La vista di fori molto ravvicinati, come quelli di un alveare, scatena reazioni di spavento nei tripofobici.
Sicuramente non è tra le più conosciute, ma tra le varie fobie è una delle più diffuse. Stiamo parlando della tripofobia, ovvero la paura dei buchi.
Sì, proprio così, per molte di voi potrà suonare in modo strano, eppure come molte altre fobie più conosciute, come ad esempio la paura dei ragni (aracnofobia) o la paura degli spazi ristretti (claustrofobia) essa provoca in chi ne è colpito disagio, terrore e addirittura, in casi estremi, attacchi di panico.
La tripofobia si manifesta alla vista di raggruppamenti di fori molto ravvicinati, un gruppo di bolle e molti elementi presenti in natura come piante ed animali possono essere la causa della fobia: ad esempio, per la loro caratteristica forma, gli alveari possono essere un oggetto altamente ripugnante per chi soffre di tripofobia.
Alcune altre fobie possono essere spiegate molto facilmente: i ragni, ad esempio, possono spaventare per il loro lato estetico. Vi starete chiedendo, cosa hanno di disgustoso o spaventoso i buchi? La risposta è sorprendente, e molto più interessante di quanto possiate credere.
Infatti, secondo uno studio dell’Università inglese di Essex, la tripofobia è la traccia in noi di un passato molto lontano.

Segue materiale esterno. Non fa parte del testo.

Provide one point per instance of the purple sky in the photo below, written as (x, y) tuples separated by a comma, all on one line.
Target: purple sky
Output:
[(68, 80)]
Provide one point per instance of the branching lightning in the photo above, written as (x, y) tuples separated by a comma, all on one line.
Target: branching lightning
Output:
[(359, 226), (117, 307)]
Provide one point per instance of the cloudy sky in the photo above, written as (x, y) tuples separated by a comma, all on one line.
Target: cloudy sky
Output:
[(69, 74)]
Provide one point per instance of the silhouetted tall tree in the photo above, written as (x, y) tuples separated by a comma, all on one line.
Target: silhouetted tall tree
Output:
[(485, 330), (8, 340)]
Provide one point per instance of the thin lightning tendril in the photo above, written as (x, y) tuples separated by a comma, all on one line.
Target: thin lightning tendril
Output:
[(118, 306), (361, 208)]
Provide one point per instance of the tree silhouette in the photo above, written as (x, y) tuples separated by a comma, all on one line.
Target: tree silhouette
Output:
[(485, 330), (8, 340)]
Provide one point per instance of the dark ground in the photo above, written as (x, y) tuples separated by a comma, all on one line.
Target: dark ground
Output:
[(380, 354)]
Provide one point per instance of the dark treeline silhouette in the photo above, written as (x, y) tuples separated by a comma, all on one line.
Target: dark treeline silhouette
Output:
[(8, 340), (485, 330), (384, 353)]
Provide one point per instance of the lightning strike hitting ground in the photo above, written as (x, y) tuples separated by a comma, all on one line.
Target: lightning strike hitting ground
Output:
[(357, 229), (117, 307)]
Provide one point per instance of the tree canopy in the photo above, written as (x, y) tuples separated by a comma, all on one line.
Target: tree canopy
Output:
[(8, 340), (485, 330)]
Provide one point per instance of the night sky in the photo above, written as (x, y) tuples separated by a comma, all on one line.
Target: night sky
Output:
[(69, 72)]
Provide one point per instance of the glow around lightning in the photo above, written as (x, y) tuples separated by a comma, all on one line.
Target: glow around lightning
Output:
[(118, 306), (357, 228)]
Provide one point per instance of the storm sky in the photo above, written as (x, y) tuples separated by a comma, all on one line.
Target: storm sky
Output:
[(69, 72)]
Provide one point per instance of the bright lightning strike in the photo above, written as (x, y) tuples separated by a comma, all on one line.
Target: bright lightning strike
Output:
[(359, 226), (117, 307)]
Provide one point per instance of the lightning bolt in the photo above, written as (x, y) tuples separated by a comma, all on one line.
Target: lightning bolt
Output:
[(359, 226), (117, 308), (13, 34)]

Gli studiosi hanno sottoposto un gruppo di volontari alla vista di 76 immagini presenti su un sito web dedicato alla tripofobia; queste immagini sono quelle che, più comunemente, scatenano reazioni negative. Successivamente altre foto di buchi sono state mostrate a quanti hanno preso parte all’esperimento, e, con molto stupore, si è potuto constatare come queste, a differenza delle precedenti, non hanno innescato alcun tipo di paura o disgusto. Esistono, quindi, buchi più spaventosi di altri?

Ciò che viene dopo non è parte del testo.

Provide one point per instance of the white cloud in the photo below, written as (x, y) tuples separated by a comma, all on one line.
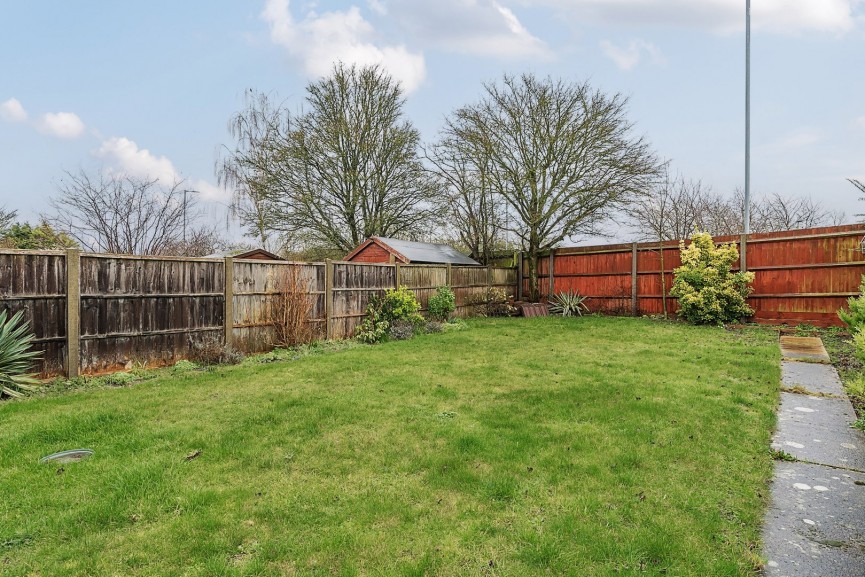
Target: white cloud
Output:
[(783, 16), (377, 6), (61, 124), (630, 56), (797, 139), (124, 156), (12, 111), (319, 41), (479, 27)]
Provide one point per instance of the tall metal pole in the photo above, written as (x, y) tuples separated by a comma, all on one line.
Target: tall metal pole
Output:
[(747, 215)]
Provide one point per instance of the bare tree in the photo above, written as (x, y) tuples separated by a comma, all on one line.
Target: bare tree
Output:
[(671, 210), (249, 167), (776, 212), (7, 217), (345, 170), (860, 186), (123, 214), (561, 156), (475, 212)]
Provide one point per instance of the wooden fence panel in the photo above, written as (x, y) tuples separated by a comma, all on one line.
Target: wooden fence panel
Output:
[(35, 283), (256, 285), (146, 310), (423, 280), (801, 276), (353, 285)]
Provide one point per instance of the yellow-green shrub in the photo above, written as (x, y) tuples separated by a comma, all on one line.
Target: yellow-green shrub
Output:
[(708, 291)]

La spiegazione è arrivata dopo ulteriori studi, i quali hanno dimostrato come le immagini “bucherellate” che scatenano la paura nei soggetti interessanti sono quelle capaci di risvegliare delle ansie probabilmente ereditate nostri antenati.
Essi infatti, vivendo a diretto contatto con la natura, dovettero imparare a difendersi da animali pericolosi e piante velenose; le immagini che spaventano i tropofobici ricorderebbero, quindi, pericoli incontrati dai primi uomini.
Dichiara Geoff Cole, uno degli specialisti autori della ricerca: «Il nostro studio suggerisce che probabilmente un’antica parte del cervello segnala alle persone che stanno guardando un animale velenoso».
Questa impressionante scoperta, inoltre, suggerisce che proprio perché tale fobia ha radici molto lontane questa è anche molto diffusa e probabilmente anche chi non sa o non crede di essere tripofobico ha un pezzetto di questa eredità dentro di sé.